And events are automatically sent to the innermost object possible. If you click on a button, the button will get the click first, then the window, and then it will fall through to the application. The application is like the catchall for every event that we send out. And this is just a picture of that containment hierarchy. It's pretty standard. Shouldn't surprise you.

When we send an event out, it may or may not be processed. So if the toolbox gets a click, we may send it out to some specific object and it may not be handled. Well, we may decide Well, we kind of know what it is, so we're going to send out another event which has a little bit more semantic meaning.

So, what started as a click could cascade into something really meaningful like "Window Moved." And in general, you want to listen to the higher level events rather than the lower level events because it means you didn't have to do all the code necessary to actually drag the window around.

So, if we take a visual example of that, say a click comes into an application, and we send it out, nobody responds to it, we feel bad, but we turn around and we take that, and we actually say, "Oh, you know what? That was on the Zoom box.

Let's tell people it was on the Zoom box." So we send out another event saying the Zoom box was hit, and nobody responds. We still feel bad, but anyways, we go on and we say, Oh, we know what to do when that happens. We'll just track the widget. Oh, it was a successful trap, a successful tracking, whatever. So, let's just broadcast out that the window needs to be zoomed.

and if nobody cares about that, we'll just zoom the window and say, "Hey, the window was zoomed." Now the benefit of all of this is that you can actually tap in at any one of these levels and intercept any one of these events to get the level of functionality that you want.

You might not care about any of this stuff. Maybe you don't even care that the window is zoomed. You know, you want to support that feature, but you don't want to deal with the code necessary to drive that. We can take care of that. Maybe you really have a problem with the way the toolbox does zooming. I can't imagine that, but if you do, you can just override that part of it. It's totally up to you.

So we have a lot of events that we've defined. We used to be limited by the size of the Event Mask. The Event Mask was limited to 16 events, because the Event Mask was 16 bits wide. Kind of limiting. In the Carbon Event Model, we have lots of events. We went nuts.

Some of these events you already know. You know things like mouse down, you know things like window update, window activate. But we also introduced a whole new set of events, things like control hit, process a command please, or the window was moved or it zoomed or whatever. I want to talk about a couple of specific events that have changed, or maybe are a little better.

Maybe I should have shown that later. So the first one, I want to talk about mouse events. We now actually have multi-button mouse support. If the system tells us that the right mouse button was hit, we'll tell you. I mean, we have no problem. We just give you the information. And also, if you load up DP4, hook up your favorite USB mouse, and start moving the mouse wheel, we're going to start sending you mouse wheel events.
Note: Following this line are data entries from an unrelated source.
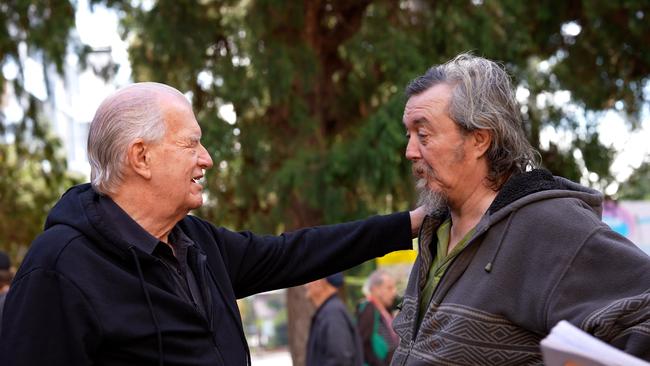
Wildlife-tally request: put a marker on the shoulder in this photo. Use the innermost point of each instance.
(55, 242)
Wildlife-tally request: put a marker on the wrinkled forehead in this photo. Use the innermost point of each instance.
(423, 106)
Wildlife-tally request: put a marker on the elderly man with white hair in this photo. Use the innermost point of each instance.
(122, 275)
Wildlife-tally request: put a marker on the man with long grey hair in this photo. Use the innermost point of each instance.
(122, 275)
(507, 250)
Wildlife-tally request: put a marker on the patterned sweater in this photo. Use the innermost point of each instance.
(539, 255)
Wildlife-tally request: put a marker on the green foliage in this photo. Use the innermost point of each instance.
(316, 87)
(32, 171)
(637, 186)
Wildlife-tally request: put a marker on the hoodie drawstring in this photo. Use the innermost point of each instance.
(153, 315)
(488, 267)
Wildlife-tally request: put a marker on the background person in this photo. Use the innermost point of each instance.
(333, 338)
(130, 278)
(375, 320)
(507, 250)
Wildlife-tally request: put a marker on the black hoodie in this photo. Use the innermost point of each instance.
(85, 296)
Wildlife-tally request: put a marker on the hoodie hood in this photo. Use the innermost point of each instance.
(537, 185)
(80, 209)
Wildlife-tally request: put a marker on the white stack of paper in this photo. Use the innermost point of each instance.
(569, 345)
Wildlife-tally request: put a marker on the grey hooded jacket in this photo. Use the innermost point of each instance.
(539, 255)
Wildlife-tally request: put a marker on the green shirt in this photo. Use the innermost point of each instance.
(440, 263)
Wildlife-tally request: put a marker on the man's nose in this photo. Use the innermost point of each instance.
(205, 161)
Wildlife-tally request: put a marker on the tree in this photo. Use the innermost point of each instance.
(316, 88)
(32, 169)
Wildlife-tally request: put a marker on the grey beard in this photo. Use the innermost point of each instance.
(432, 201)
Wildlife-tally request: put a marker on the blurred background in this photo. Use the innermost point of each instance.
(300, 103)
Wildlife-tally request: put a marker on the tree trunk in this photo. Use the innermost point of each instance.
(299, 310)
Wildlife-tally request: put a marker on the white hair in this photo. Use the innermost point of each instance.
(132, 112)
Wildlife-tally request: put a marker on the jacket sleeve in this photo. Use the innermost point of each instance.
(47, 321)
(606, 292)
(262, 263)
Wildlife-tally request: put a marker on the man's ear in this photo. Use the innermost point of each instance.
(138, 158)
(482, 139)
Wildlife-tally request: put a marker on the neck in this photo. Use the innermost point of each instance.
(138, 205)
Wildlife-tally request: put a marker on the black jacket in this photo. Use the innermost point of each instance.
(85, 296)
(333, 338)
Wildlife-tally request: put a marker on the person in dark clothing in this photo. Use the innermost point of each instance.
(122, 275)
(333, 338)
(374, 319)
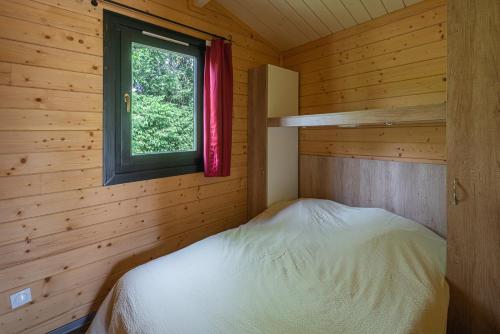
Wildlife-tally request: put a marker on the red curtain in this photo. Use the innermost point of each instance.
(218, 109)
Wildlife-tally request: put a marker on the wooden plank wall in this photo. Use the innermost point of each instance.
(61, 233)
(412, 190)
(395, 60)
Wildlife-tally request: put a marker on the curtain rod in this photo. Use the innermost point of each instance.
(96, 2)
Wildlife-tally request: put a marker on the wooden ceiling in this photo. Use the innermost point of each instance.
(289, 23)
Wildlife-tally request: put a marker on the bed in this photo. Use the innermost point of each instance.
(310, 266)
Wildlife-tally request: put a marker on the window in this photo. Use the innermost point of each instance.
(153, 84)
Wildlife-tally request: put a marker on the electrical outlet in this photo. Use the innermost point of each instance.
(20, 298)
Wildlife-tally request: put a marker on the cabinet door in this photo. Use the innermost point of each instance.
(473, 131)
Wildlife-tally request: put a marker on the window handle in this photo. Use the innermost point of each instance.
(455, 197)
(126, 99)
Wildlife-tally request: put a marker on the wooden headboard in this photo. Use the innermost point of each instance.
(413, 190)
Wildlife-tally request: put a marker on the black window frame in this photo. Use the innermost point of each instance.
(120, 165)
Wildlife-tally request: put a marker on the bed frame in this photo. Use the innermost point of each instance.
(413, 190)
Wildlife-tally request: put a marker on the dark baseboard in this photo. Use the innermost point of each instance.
(74, 325)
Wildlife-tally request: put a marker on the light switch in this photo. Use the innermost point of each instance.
(20, 298)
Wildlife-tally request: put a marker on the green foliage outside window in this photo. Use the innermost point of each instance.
(162, 101)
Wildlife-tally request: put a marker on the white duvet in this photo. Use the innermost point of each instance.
(314, 267)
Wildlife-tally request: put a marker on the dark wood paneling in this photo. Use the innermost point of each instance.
(473, 138)
(413, 190)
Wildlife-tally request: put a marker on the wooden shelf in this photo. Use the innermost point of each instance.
(433, 113)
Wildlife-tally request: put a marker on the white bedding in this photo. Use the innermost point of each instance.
(314, 267)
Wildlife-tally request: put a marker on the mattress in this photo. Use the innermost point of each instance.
(310, 266)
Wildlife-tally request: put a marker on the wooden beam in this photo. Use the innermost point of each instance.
(416, 114)
(200, 3)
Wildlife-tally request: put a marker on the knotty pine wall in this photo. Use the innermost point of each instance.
(395, 60)
(62, 233)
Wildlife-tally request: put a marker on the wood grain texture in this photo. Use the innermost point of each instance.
(287, 24)
(415, 191)
(62, 233)
(474, 160)
(257, 141)
(401, 115)
(395, 61)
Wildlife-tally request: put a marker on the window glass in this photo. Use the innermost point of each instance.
(163, 108)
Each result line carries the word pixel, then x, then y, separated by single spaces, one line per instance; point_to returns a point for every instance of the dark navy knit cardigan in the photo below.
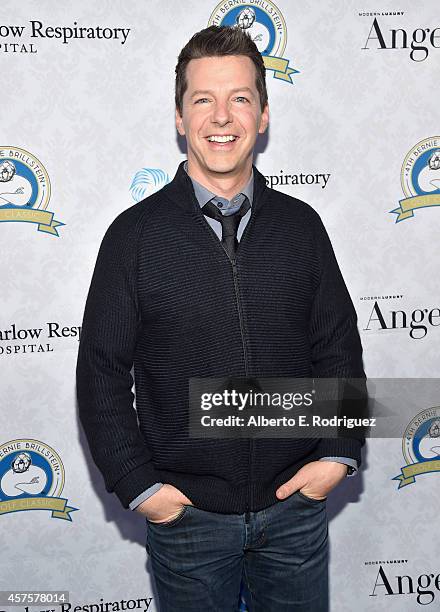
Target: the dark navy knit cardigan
pixel 166 298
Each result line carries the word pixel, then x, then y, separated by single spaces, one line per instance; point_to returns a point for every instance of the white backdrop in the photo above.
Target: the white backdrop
pixel 83 118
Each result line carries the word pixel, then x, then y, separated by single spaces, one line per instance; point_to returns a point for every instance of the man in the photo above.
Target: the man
pixel 216 275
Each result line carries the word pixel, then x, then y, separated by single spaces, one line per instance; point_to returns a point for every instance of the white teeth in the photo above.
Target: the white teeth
pixel 221 138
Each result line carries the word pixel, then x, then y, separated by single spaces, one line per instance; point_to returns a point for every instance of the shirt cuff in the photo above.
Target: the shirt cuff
pixel 145 495
pixel 351 463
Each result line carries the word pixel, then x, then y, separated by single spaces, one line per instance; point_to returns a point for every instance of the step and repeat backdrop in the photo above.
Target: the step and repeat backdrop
pixel 87 131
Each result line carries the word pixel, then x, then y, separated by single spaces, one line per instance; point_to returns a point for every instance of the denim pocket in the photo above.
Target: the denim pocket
pixel 311 500
pixel 173 521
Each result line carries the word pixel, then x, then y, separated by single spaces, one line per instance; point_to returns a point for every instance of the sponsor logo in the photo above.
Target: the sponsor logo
pixel 25 190
pixel 147 181
pixel 282 178
pixel 418 321
pixel 24 38
pixel 420 178
pixel 16 340
pixel 421 446
pixel 265 24
pixel 423 587
pixel 420 40
pixel 32 478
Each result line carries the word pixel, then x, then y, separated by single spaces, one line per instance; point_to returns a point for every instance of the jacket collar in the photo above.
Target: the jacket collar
pixel 181 191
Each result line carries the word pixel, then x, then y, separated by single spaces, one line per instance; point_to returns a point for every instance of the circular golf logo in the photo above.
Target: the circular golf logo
pixel 265 24
pixel 32 478
pixel 420 178
pixel 25 190
pixel 421 446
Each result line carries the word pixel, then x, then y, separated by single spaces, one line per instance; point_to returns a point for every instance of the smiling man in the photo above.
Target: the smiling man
pixel 216 275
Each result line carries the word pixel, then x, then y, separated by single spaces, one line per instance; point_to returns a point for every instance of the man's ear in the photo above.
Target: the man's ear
pixel 179 123
pixel 264 120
And if you actually look at the simple text example that is on DP4, you'll see how to handle it. It's kind of a hack, but it works. And the last thing is we have multi-click detection, so you don't necessarily need to determine that a double-click happened. We'll just tell you.

Alright, now to make you sad. Keyboard input is actually different than it was. It used to be pretty simple. You get an event, it had a key character, I mean a key code, and the actual character that was typed. What we want to do in Carbon is provide full Unicode keyboard input. So we changed things a little bit.
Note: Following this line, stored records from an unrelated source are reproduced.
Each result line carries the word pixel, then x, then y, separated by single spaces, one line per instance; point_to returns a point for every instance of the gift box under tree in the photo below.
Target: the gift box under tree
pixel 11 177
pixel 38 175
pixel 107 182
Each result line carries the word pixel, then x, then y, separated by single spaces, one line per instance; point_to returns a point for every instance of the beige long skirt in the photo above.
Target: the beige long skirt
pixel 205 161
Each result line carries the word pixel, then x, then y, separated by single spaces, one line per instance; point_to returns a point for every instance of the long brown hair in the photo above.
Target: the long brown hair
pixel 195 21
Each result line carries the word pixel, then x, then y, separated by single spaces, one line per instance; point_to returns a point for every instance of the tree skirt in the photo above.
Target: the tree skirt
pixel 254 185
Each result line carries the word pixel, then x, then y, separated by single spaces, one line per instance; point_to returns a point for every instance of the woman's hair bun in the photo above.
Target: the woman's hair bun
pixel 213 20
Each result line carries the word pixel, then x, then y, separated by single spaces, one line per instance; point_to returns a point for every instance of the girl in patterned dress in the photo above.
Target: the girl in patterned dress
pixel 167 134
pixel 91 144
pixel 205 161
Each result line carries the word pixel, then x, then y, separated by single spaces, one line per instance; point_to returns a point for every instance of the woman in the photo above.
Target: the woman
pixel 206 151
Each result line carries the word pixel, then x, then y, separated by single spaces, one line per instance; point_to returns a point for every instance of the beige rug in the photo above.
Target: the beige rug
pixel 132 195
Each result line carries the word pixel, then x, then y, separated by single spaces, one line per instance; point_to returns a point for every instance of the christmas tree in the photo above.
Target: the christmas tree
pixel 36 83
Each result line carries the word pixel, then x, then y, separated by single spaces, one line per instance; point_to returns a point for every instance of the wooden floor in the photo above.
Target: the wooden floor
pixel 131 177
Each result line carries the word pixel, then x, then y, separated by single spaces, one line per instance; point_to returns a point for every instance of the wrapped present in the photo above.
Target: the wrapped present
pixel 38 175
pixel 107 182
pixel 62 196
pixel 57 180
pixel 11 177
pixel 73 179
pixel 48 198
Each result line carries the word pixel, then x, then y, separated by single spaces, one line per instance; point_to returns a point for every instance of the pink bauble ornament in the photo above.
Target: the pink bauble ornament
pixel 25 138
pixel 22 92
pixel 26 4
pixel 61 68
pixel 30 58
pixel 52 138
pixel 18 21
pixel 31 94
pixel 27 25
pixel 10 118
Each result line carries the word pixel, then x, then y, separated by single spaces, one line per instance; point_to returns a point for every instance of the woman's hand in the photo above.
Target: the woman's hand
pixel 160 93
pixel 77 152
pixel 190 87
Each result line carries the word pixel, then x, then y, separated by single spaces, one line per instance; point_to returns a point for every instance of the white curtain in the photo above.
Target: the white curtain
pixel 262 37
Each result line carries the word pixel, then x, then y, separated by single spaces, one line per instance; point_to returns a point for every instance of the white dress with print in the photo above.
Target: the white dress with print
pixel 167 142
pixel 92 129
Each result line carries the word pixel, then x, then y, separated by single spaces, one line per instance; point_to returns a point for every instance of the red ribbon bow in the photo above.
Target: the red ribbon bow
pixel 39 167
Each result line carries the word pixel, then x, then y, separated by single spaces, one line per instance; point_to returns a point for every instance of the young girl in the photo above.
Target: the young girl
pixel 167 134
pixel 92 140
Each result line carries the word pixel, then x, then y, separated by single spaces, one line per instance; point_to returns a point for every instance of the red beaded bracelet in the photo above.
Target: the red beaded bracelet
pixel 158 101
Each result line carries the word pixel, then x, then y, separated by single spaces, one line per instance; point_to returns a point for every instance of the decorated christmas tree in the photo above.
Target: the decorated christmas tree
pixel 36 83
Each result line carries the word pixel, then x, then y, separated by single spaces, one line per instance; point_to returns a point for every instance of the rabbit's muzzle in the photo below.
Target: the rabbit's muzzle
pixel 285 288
Now I'm going to jump to the last point, which is that if you're calling WaitNextEvent, you're still going to get keyboard events just like you're used to. Nothing has changed. However, if you're using the new event model, you need to be aware of a couple of things. First, there are two types of keyboard events.

There are the Raw Key Events, which are the ones that just basically tell you which virtual key was pressed. And then, those can actually build up into Text Input Events, and that happens through TSM. TSM is built-in. This means that your app doesn't necessarily have to become TSM-aware. It is TSM-aware if it's a Carbon application, automatically.

So the raw key events, like I said, they're pretty much just a virtual key code. But TSM actually does do a little bit of processing on that before it hands it to you. But the result of that may not be what you expect. The event may not have any character information in it. It may be part of a dead key sequence. Or it may have multiple characters in it, depending on the keyboard layout.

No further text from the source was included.